Two-Sample Z-Test
The Two-Sample Z-test is used to compare the means of two samples to see if it is feasible that they come from the same population. The null hypothesis is: the population means are equal. The Z-test is preferred to the t-test for large samples (N > 30) or when the variance is known, otherwise, the sample standard deviation is a more biased estimate of a population standard deviance than is allowable, and using a two-sample t-test should be considered (see the Comparing Means command).
Assumptions
1. Normal but independent populations.
2. Variances for populations are known.
How To
Run: Statistics→Basic Statistics→Two-Sample Z-Test for Means...
Select two variables.
Enter variances for both populations (known).

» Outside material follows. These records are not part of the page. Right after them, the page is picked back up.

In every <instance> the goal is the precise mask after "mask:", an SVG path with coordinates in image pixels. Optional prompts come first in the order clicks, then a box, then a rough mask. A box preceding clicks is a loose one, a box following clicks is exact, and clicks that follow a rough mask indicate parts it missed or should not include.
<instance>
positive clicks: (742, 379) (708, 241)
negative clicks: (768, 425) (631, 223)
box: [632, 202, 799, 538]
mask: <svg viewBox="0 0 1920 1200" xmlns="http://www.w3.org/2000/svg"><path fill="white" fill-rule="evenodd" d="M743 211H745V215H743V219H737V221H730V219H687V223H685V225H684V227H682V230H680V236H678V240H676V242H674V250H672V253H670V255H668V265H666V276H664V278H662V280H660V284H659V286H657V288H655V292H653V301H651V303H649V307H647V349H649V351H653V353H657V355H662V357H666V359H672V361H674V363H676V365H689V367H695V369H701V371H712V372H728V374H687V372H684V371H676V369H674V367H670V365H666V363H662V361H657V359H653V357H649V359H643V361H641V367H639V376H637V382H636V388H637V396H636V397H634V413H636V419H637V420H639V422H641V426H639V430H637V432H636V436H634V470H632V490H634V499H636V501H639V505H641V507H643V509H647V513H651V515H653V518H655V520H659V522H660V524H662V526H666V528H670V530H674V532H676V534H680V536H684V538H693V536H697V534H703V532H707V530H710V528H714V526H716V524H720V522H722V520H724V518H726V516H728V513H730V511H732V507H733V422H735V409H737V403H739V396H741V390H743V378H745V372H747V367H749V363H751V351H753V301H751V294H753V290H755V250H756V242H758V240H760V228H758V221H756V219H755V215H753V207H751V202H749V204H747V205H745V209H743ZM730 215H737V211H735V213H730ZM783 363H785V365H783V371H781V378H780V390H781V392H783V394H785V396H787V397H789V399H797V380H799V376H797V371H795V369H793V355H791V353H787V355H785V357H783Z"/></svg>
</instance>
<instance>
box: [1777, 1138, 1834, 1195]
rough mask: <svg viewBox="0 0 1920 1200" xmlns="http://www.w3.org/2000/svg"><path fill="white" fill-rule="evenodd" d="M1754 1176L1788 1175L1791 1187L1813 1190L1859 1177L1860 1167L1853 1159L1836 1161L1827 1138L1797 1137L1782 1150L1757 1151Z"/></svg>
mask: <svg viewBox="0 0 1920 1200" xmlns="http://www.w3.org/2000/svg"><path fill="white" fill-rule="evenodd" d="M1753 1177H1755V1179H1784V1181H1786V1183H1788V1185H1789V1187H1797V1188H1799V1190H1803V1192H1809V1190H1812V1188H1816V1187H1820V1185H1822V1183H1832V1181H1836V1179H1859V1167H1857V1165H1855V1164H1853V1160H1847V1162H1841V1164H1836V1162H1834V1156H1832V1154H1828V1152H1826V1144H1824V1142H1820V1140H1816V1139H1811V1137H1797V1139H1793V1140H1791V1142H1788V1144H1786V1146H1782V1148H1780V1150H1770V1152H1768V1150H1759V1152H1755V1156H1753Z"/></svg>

Enter the hypothesized means difference. A value of 0 (zero) indicates that the means are hypothesized to be equal.
Results
Mean, Variance, Sample Size – the mean, variance and size of an input variable. See the Descriptive Statistics procedure for more information.
Mean Difference – difference between the means.
Standard Error - estimated standard error for the difference between means.
z (Test statistic) – z-score, the distance between means in units of the standard error.
Z – critical value for z.
P(Z<=z) p-level – probability of observing the sample statistic as extreme as the test statistic. If the null hypothesis is and the two-tailed p-value is less than (0.05), the conclusion is that, statistically, the means are significantly different.
References
Sprinthall, R. C. (2011). Basic Statistical Analysis (9th ed.). Pearson Education.